Pas la tête à moissonner
Lionel Boisselet pensait davantage à ses bâtiments qu'aux résultas de son avoine, lundi après-midi.

D'ordinaire, l'heure des moissons est très attendue à l'EARL du Noyer, gérée par Lionel Boisselet. « C'est un moment généralement convivial au cours duquel nous échangeons avec nos collègues, nos amis, dans l'éternelle bonne humeur et en parlant avec passion de nos différentes cultures », reconnaît volontiers l'agriculteur de 55 ans. Cette année, la donne est totalement différente, ces moissons ont un même un goût « très fade » après l'orage dévastateur du 21 juin. Lionel Boisselet fait partie des sinistrés, avec notamment 3 500 m2 de toitures endommagées : « Le lendemain de l'orage, je me suis même demandé s'il fallait que je continue l'activité, s'il ne fallait pas plier les gaules... C'est dire. Aujourd'hui, il n'y a plus de place pour stoker quoi que ce soit, pas la moindre remorque de grains sous les bâtiments, car les cellules sont sous l'eau. Même la presse : je ne sais pas où la mettre. Je sollicite un dispositif que je ne connaissais pas jusqu'à présent : le dépôt-reprise par le biais de ma coopérative. Avec celui-ci, je fais partir aussitôt la récolte, avec la possibilité de la faire revenir plus tard. Cela représente un coût mais c'est une solution dans ce moment très difficile à vivre »

Un veau assommé

Lionel Boisselet n'est pas prêt d'oublier cette soirée du 21 juin : « nous étions en train de manger en terrasse quand un gros nuage est arrivé. Nous avons entendu les velux tomber à l'étage, cela ne sentait vraiment pas bon... Mon épouse regardait par la fenêtre, elle a vu un veau s'effondrer devant elle, il avait sûrement reçu un gros grêlon en pleine tête. Heureusement, il a réussi à se relever dix minutes plus tard. Le pire fut la suite, en constatant les dégâts dans hangars... ». L'exploitant agricole déplore de nombreuses pertes, en plus de ses toitures perforées : « la moitié de mes 350 bottes de foin sont fichues, idem pour 40 quintaux d'avoine qui étaient stockés depuis l'an passé. L'après-midi avant l’orage, j'avais rentré mon foin,mais il a fallut tout ressortir le lendemain matin. Mon Berlingo, j'avais eu la bonne idée de le rentrer, des morceaux de fibrociment sont tombés dessus mais ne l'ont pas abîmé. C'est bien sûr une bien maigre consolation ».

Un agenda chargé

Depuis ce jour, Lionel Boisselet enchaîne les démarches administratives, les coup de fils, les rencontres avec des professionnels : « l'assureur est passé voir l'importance des dégâts, il a été servi... Celui-ci m'a invité à lancer des devis sans attendre, chose que j'ai faite sans tarder. L'expert m'a également rendu visite. Cela occupe forcément le quotidien. Ces soucis, nous n'en avions vraiment pas besoin. Tous les sinistrés se demandent bien comment tout cela va se terminer, combien d'argent les réparations vont coûter, combien de temps tout cela va demander... ». À l'exception de deux parcelles d'orges d'hiver, dont l'une est quasiment détruite, les autres cultures de Lionel Boisselet devraient pouvoir tirer leur épingle du jeu : « l'avoine, le blé et le triticale ne s’annoncent ni extraordinaires, ni catastrophiques mais à vrai dire, ce n'est pas ma préoccupation du moment. Nous attendons du soutien, que les dossiers avancent vite et bien. Le temps va passer vite. Après ces moissons, il faudra bientôt rentrer les animaux... ».

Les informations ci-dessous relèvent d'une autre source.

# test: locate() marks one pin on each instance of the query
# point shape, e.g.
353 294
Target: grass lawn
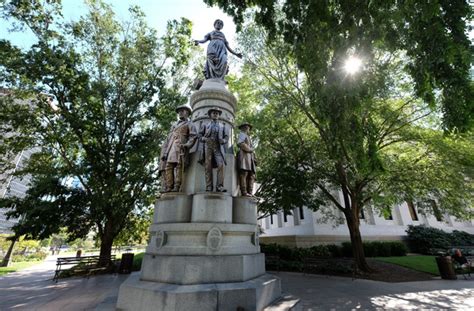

Tout s'annonçait pourtant bien
Benjamin Boisselet, sous un de ses bâtiments perforés.

Tout s'annonçait pourtant bien

 


Benjamin Boisselet, lui aussi exploitant à Nailly, dresse bien évidemment le même constat que son cousin Lionel : « Ces moissons sont forcément très particulières. Tout s'annonçait pourtant bien avec des champs assez prometteurs, surtout avec le niveau de tarifs annoncé. Cet événement climatique a totalement rabattu les cartes pour nous ». Le week-end dernier, ce jeune agriculteur de 32 ans a récolté son avoine d'hiver destinée à la vente : « je termine sur un résultat de 5q/ha, alors qu'il était possible de viser au-delà des 50q/ha. La grêle n'a rien pardonné... Je suis assuré mais seulement au minimum. Le peu d'avoine livré a été vendu au prix de 220 euros la tonne, alors que l'assurance me couvre à hauteur de 100 euros. Il y aura un important manque à gagner ». La parcelle la plus impactée se situe pourtant sur une commune où les bâtiments ont été beaucoup plus épargnés qu'à Nailly : « il n'y a rien d'étonnant selon l'expert que j'ai rencontré. Là où il y a de la casse de matériels, il n'y a pas toujours de gros impacts dans les cultures et inversement. Cela s'explique par la taille des grêlons : des petits font par exemple beaucoup plus de mal aux épis ». Pour ne rien arranger, la paille, broyée par la grêle, a été très difficile à ramasser. Les tonnages sont même deux fois moins importants que d'ordinaire dans l'orge d'hiver, culture dont la partie touchée a terminé sur un timide rendement de 35 q/ha, représentant une perte potentielle de près de 30q/ha. Le blé, le triticale et l'ogre de printemps, qui devraient être fauchés à partir de cette fin de semaine, étaient heureusement moins grêlés. 

Demande de soutiens

Comme son cousin Lionel, Benjamin Boisselet a davantage les yeux rivés sur son exploitation : « pour ma part, j'ai cinq toits qui ne sont plus vraiment des toits, y compris celui de la maison. La voiture de mon frère, qui travaille un quart du temps sur la ferme, a été pulvérisée. J'ai dû jeter quatre tonnes d'aliments qui avaient pris l'eau, même sort pour 10 tonnes de triticale et d'orge que j'avais d'avance pour mes bovins. Une centaine de balles rondes de foins sont fichues. Celles qui attendent encore dans les prés, je ne sais pas où je vais pouvoir les mettre... Je n'ai heureusement aucun animal mort. Ce n'est pas le cas de deux autres éleveurs de la commune, j'ai entendu dire que cinq brebis et trois agneaux y étaient restés ». Benjamin Boisselet doit lui aussi jongler entre les récoltes et les démarches administratives : « d’habitude, nous sommes contents d’arriver dans les champs, les moissons représentent une finalité du travail de l'année. Cet orage casse décidément tout, dans tous les sens du terme. Nos journées commencent par deux heures de bureau, il faut rappeler en journée les personnes que nous n'avons pas réussi à joindre. Et surtout : les questions restent nombreuses après cet aléa. Comment cela va t-il se finir ? Je souhaite que nos autorités nous soutiennent un maximum, je crains que nous nous sentions très seuls d'ici peu... Il faut que les assurances nous payent le maximum de ce qu'elle peuvent, sinon nous sommes très mal ».